Studia Neoaristotelica
- Discipline: Philosophy
- Language: English
- Edited by: Daniel D. Novotný (editor-in-chief), Lukáš Novák

Publication details
- History: 2004–present
- Publisher: Philosophy Documentation Center and University of South Bohemia (Czech Republic)
- Frequency: Biannually

Standard abbreviations
- ISO 4: Stud. Neoaristot.

Indexing
- ISSN: 1214-8407 (print) 1804-6843 (web)
- OCLC no.: 320563061

Links
- Journal homepage; Online tables of contents; Online access;

= Studia Neoaristotelica =

Studia Neoaristotelica - A Journal of Analytical Scholasticism is a peer-reviewed academic journal dedicated to the study of Aristotelian philosophy in the scholastic tradition.
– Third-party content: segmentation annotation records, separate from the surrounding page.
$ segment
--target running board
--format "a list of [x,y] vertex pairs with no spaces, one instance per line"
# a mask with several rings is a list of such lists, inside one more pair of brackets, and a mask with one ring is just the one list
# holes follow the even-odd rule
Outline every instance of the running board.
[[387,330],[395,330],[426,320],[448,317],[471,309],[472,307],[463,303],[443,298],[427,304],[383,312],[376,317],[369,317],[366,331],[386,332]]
It was established in 2004 by the University of South Bohemia Faculty of Theology, Czech Republic and is now published by Philosophy Documentation Center. Its focus is on the later scholastics of the Renaissance and Baroque periods and the relation of their ideas to modern, especially analytic philosophy.
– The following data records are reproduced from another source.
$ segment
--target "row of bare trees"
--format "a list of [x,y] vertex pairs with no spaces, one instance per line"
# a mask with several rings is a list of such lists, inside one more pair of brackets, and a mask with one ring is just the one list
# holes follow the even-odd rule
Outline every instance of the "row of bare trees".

The board of editorial advisors include David Oderberg, Paul Richard Blum, David Clemenson, Rolf Darge, Petr Dvořák, Costantino Esposito, Edward Feser, James Franklin, Michael Gorman, Jorge J.E. Gracia, Daniel Heider, Rafael Hüntelmann, Gyula Klima, Sven K. Knebel, Simo Knuutila, Ulrich G. Leinsle, Pavel Materna, Uwe Meixner, Roberto Hoffmeister Pich, Edmund Runggaldier, Stanislav Sousedik, Jacob Schmutz, and others. All issues are available online from the Philosophy Documentation Center.